Customs House stands on the stretch of the Brisbane River known as Petrie Bight, named after architect and builder Andrew Petrie.
The current building was completed in 1889 and cost more than £38,000. It was built over the site of the previous, far less grand, Customs House which had opened in 1850.
The role of the new building was to collect custom and excise taxes from the huge number of ships entering the port city of Brisbane via the river, and the grand design was intended to impress newcomers and visitors. The Australasian Sketcher in 1894 described the building, with its iconic green copper dome and neoclassical columns, as “the finest Customs House east of the Suez”. Kenneth Jack’s Customs House, Brisbane (1962) details the building’s impressive exterior, including its neoclassical columns and iconic green copper dome.
The history of Customs House has not been all glamour.
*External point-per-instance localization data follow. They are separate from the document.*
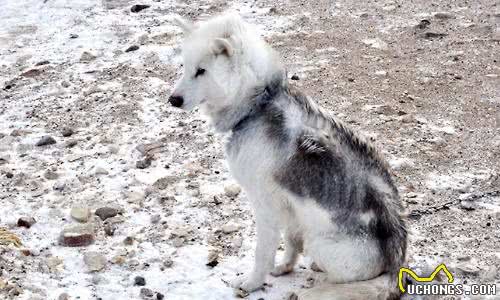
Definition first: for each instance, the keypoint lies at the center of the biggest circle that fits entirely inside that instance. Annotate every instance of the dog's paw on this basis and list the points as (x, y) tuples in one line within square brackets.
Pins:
[(244, 286), (281, 270)]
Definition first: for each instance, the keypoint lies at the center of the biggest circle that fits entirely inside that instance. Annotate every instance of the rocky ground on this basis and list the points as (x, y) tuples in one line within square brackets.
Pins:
[(115, 195)]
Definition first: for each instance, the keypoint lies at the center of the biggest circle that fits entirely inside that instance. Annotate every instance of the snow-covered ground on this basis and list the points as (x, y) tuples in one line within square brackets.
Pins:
[(64, 66)]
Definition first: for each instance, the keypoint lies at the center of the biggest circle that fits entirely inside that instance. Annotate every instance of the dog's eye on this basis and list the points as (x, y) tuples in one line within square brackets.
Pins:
[(199, 72)]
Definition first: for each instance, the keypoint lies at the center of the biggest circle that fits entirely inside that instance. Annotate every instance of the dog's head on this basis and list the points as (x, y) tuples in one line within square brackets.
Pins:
[(216, 68)]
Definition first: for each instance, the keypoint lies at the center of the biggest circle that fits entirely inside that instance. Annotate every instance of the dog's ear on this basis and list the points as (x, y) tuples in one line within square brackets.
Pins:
[(186, 25), (222, 46)]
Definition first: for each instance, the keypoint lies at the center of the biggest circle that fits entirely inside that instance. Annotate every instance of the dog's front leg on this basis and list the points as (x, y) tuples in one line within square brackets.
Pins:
[(268, 236)]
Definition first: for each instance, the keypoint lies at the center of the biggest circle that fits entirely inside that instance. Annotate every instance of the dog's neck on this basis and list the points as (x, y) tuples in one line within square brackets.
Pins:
[(236, 118)]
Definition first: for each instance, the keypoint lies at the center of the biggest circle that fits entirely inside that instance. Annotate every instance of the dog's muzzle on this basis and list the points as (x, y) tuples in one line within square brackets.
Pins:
[(176, 100)]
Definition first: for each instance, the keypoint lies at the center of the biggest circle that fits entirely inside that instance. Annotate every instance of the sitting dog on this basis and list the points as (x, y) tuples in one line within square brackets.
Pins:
[(307, 175)]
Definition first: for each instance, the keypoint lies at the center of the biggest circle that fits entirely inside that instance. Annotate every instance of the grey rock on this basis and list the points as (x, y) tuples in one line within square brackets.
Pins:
[(80, 213), (94, 261), (77, 236), (45, 140), (26, 222), (106, 212), (146, 293), (66, 132)]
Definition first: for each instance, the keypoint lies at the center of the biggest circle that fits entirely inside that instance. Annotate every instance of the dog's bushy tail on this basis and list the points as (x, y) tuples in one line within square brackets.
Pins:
[(383, 287)]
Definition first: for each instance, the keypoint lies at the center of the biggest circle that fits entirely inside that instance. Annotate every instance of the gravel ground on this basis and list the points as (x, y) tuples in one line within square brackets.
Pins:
[(91, 154)]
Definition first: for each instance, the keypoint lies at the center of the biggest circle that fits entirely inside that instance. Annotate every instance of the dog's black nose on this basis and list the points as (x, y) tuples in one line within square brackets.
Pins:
[(176, 100)]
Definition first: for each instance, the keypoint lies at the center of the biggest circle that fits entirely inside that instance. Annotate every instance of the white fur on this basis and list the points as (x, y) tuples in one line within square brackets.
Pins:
[(237, 60)]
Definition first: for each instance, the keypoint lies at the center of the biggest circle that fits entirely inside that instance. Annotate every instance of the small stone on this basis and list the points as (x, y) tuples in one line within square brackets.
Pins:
[(87, 57), (240, 293), (106, 212), (100, 171), (118, 260), (140, 281), (467, 205), (468, 269), (80, 214), (433, 35), (26, 222), (164, 182), (144, 163), (95, 261), (213, 258), (63, 296), (66, 132), (230, 227), (178, 242), (71, 144), (138, 7), (490, 274), (45, 140), (168, 262), (155, 219), (444, 15), (132, 48), (129, 240), (146, 293), (232, 190), (77, 236), (109, 229), (43, 62), (50, 175), (32, 73)]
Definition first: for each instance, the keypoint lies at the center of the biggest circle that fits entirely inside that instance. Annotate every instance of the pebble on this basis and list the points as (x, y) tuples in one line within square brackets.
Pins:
[(26, 222), (80, 213), (43, 62), (77, 236), (155, 219), (144, 163), (129, 240), (45, 140), (444, 15), (468, 269), (87, 57), (138, 7), (132, 48), (66, 132), (63, 296), (213, 258), (106, 212), (146, 293), (230, 227), (95, 261), (376, 43), (490, 274), (100, 171), (50, 175), (164, 182), (232, 190), (109, 229), (71, 144), (140, 281)]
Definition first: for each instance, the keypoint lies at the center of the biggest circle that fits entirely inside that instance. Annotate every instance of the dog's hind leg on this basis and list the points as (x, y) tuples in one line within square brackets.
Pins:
[(268, 236), (293, 247), (346, 259)]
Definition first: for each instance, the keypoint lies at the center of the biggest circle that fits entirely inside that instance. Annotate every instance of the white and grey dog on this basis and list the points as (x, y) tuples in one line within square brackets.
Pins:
[(306, 174)]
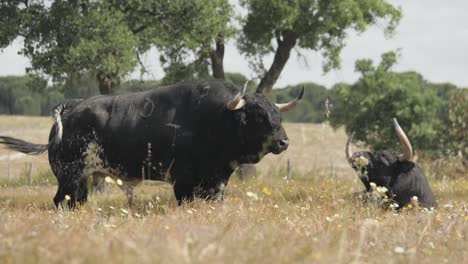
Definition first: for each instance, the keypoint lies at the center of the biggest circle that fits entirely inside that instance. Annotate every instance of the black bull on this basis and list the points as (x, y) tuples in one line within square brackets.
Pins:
[(192, 135), (401, 176)]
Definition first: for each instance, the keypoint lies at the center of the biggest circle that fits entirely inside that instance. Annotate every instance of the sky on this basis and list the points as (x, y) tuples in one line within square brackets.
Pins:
[(432, 38)]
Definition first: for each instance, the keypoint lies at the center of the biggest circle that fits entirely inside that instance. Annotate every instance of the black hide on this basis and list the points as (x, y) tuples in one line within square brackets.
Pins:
[(403, 179), (183, 134)]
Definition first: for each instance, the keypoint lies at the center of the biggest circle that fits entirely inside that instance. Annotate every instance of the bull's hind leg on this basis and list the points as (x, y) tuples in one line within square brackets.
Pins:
[(72, 186), (74, 192)]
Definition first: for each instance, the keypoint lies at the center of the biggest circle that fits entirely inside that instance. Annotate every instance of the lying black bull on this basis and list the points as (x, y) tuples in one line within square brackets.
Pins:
[(403, 178), (191, 134)]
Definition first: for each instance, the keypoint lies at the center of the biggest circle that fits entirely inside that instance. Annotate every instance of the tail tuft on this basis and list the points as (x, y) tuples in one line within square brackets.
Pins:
[(23, 146), (57, 113)]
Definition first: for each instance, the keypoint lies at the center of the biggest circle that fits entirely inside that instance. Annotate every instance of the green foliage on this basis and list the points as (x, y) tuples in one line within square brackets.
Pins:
[(64, 39), (368, 106), (21, 95), (278, 26), (457, 142), (312, 108)]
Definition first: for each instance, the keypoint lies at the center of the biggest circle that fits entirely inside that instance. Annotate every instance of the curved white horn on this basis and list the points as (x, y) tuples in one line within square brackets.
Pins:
[(408, 150), (348, 152), (288, 106), (245, 88), (236, 103)]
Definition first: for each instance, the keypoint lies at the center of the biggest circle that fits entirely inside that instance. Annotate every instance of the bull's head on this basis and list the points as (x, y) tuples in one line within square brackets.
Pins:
[(376, 166), (258, 123)]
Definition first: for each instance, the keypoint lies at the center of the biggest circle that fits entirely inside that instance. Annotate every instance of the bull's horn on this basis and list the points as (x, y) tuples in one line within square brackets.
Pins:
[(408, 150), (238, 102), (245, 88), (288, 106), (348, 151)]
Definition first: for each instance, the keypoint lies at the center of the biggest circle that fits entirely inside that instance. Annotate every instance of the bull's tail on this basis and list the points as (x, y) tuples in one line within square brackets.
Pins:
[(35, 149), (23, 146), (58, 127)]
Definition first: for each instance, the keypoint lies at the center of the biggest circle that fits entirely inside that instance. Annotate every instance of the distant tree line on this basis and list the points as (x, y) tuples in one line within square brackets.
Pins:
[(105, 39)]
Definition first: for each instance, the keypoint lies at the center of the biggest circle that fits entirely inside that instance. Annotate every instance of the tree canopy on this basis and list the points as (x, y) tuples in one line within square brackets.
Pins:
[(276, 27)]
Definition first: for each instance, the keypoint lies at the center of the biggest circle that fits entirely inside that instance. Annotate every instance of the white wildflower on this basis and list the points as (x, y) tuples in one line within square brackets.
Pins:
[(399, 250), (109, 179), (252, 195), (381, 189)]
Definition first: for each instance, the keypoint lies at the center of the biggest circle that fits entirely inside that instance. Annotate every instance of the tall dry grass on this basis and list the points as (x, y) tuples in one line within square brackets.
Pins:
[(311, 219)]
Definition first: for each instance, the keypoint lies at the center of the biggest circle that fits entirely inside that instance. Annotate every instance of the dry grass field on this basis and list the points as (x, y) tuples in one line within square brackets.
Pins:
[(311, 219)]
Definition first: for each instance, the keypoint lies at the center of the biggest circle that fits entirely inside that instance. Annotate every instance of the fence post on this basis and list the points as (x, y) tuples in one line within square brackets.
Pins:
[(30, 174), (289, 170), (9, 168)]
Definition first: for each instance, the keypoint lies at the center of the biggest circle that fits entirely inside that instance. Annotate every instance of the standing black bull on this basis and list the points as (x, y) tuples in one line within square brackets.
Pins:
[(191, 134), (402, 178)]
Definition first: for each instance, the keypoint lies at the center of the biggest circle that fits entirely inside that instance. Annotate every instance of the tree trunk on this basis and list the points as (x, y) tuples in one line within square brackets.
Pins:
[(217, 57), (106, 83), (283, 51)]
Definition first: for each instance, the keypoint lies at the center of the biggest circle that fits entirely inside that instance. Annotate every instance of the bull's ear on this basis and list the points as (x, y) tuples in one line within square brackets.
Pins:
[(408, 150), (288, 106), (236, 103)]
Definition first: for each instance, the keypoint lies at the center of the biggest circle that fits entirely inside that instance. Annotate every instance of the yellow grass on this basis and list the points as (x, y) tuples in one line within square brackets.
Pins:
[(312, 218)]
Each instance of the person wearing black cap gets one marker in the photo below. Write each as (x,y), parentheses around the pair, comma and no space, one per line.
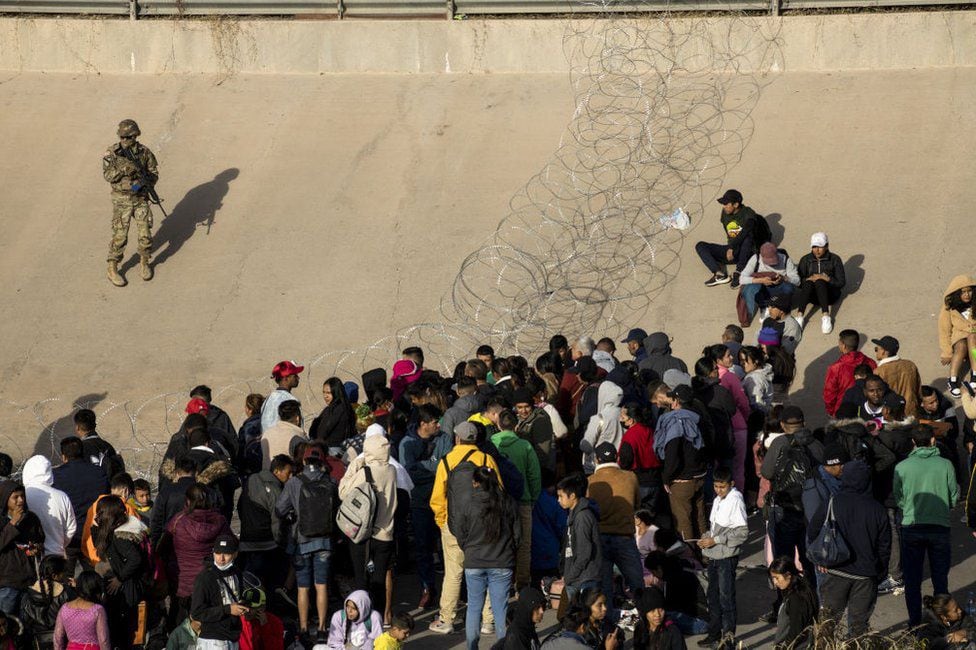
(635,344)
(863,524)
(738,221)
(616,494)
(216,600)
(900,374)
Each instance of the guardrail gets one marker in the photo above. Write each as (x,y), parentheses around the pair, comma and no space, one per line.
(136,9)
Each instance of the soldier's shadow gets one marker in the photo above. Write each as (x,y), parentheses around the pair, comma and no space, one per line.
(194,211)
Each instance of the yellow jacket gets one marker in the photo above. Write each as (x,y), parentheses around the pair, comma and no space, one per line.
(952,326)
(438,498)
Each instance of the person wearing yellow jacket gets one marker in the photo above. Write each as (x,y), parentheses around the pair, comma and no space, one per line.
(957,329)
(465,448)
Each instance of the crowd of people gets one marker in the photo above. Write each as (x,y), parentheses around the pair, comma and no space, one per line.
(617,490)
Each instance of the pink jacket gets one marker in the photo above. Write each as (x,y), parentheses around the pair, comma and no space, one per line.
(733,384)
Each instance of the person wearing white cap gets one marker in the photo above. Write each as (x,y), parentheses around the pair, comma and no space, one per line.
(821,279)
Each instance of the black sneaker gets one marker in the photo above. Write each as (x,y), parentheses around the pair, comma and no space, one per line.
(717,279)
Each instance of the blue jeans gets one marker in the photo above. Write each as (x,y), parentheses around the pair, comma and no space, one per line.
(916,541)
(10,600)
(621,550)
(497,583)
(755,294)
(714,257)
(425,536)
(721,595)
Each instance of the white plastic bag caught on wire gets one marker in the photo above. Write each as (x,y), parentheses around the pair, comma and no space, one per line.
(677,219)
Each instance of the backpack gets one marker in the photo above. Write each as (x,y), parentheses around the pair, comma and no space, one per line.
(358,511)
(315,503)
(459,482)
(761,232)
(794,467)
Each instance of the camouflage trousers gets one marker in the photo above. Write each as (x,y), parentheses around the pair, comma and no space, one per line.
(125,208)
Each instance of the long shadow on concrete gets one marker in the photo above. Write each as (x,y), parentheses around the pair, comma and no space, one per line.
(197,209)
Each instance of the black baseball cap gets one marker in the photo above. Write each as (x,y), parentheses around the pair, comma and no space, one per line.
(731,196)
(791,415)
(889,343)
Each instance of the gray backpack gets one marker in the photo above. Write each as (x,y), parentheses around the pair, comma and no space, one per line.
(358,511)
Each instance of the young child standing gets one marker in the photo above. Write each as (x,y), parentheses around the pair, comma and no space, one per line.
(727,533)
(400,629)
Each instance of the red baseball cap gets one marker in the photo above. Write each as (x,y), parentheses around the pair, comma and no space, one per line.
(285,368)
(198,405)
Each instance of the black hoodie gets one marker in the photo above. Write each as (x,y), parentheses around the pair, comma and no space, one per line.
(521,633)
(861,521)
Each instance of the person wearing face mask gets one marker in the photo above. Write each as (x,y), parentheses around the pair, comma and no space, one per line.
(216,598)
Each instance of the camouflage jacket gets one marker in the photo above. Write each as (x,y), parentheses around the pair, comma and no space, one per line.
(121,173)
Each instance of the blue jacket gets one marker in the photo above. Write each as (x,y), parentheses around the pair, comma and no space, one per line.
(548,526)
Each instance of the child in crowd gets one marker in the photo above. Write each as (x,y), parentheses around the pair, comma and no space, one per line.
(141,499)
(728,530)
(356,625)
(400,629)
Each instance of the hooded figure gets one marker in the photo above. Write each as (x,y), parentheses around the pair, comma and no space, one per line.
(361,633)
(52,506)
(520,634)
(659,358)
(604,426)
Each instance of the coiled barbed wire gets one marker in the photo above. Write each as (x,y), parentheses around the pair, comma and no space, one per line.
(662,112)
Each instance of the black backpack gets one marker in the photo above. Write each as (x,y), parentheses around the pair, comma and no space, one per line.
(316,506)
(761,234)
(794,467)
(459,482)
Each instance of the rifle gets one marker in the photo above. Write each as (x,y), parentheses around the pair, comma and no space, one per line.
(144,183)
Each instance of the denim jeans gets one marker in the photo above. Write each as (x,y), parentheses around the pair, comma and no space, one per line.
(721,595)
(755,294)
(425,534)
(496,582)
(916,541)
(10,600)
(621,550)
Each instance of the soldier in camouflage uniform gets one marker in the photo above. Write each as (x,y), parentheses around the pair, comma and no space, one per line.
(129,200)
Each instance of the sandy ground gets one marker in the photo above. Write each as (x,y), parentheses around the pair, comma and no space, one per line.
(343,206)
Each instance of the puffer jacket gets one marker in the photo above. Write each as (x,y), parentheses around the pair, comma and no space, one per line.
(16,569)
(758,386)
(953,326)
(376,456)
(193,535)
(830,265)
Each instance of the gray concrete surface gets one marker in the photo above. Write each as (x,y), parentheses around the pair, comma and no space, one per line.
(821,43)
In 1904, rats living in its basement were the source of a local bubonic plague outbreak, causing the city to be declared an infected port.
A quirk of the building’s design is a curious carved emblem of a kangaroo and emu, which appears to be the Australian coat of arms. Yet the building was completed before Australia was a federated nation, and the emblem was inspired by an 1853 medal design commemorating the end of convict transportation to Australia, which would later be adapted for the Australian coat of arms.
The building functioned as Customs House until 1988, after which it was leased and restored by the University of Queensland and transformed into an events and dining venue.